We, too, are in our 6th decade. The key advice is . . . relax and focus. My wife and I have developed a technique and rythym to bring me to multiple edges and mini-orgasms. Because she enjoys my pleasure as much as I do, it relaxes me and frees me to focus on my pleasure. We find that when we take our time and I enjoy the crests of ecstasy that my when my big O with ejaculate hits, it is long, pulsating, and strong.
That is so great to hear! We too have found a key to multiple orgasms. It too has taken us 6 decades. I hope young people can realize that sex never gets old, and that the more couples work on it, the better it becomes.
I was wondering if you know how many Kegels exercises you husband does on a daily basis?

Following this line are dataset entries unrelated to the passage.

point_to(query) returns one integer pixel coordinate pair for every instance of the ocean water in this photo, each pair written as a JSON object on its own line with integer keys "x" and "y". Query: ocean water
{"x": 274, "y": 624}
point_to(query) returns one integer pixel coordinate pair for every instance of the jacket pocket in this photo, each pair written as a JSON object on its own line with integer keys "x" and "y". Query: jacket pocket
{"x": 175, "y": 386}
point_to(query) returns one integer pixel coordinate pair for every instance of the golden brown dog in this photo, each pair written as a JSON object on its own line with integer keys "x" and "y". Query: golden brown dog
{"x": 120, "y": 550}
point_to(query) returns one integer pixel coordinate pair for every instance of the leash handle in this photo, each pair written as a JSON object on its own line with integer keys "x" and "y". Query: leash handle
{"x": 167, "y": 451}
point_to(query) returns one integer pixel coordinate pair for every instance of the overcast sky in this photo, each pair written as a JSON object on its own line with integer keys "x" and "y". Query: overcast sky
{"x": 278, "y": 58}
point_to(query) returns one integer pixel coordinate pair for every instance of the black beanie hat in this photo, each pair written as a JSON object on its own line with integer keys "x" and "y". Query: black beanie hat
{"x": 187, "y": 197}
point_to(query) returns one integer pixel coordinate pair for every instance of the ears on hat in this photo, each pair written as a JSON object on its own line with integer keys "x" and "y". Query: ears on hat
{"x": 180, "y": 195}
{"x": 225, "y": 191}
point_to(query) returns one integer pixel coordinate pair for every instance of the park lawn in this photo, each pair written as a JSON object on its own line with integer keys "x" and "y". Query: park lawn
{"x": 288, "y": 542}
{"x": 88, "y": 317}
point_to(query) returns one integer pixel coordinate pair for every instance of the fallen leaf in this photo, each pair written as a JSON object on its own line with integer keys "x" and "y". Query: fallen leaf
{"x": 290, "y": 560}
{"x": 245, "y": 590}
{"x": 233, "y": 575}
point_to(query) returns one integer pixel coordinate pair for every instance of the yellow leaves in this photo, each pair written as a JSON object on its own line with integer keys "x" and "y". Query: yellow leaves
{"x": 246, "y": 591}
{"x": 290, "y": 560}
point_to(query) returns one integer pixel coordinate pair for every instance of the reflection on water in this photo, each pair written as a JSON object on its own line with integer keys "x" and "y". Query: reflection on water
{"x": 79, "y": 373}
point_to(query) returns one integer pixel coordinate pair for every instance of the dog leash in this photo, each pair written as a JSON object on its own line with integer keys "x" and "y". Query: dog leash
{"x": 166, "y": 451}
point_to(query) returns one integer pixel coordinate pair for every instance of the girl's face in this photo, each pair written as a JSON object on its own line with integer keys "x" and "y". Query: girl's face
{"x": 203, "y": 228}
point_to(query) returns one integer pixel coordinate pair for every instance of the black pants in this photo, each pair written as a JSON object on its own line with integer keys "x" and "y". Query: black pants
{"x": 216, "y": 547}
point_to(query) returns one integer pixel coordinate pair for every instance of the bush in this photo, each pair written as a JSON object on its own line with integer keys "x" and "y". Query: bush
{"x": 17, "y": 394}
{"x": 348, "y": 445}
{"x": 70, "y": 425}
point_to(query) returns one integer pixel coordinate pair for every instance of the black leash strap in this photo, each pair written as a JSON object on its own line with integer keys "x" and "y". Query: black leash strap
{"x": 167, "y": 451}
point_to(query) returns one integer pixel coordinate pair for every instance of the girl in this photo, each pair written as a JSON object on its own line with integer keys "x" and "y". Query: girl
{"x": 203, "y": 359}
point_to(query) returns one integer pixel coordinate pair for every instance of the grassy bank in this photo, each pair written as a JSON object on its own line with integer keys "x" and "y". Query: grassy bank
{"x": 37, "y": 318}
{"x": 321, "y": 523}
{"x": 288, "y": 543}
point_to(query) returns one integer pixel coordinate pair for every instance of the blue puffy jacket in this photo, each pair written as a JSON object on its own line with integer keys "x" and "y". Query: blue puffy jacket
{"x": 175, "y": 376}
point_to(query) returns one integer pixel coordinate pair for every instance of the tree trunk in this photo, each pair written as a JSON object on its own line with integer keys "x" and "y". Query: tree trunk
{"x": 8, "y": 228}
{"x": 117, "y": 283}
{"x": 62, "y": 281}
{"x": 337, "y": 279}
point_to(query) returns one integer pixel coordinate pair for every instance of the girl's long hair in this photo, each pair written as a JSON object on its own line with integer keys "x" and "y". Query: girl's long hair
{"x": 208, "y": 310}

He says he does about a hundred a few times a day- usually while brushing his teeth in the morning, taking his shower at night and while waiting for the microwave. Only takes a few minutes.
This is too technical and confusiing for us. Having to think about every move we make just makes it like hard work and less enjoyable. Havimg to think about all these steps would probably mean I’ need written instructions on the job.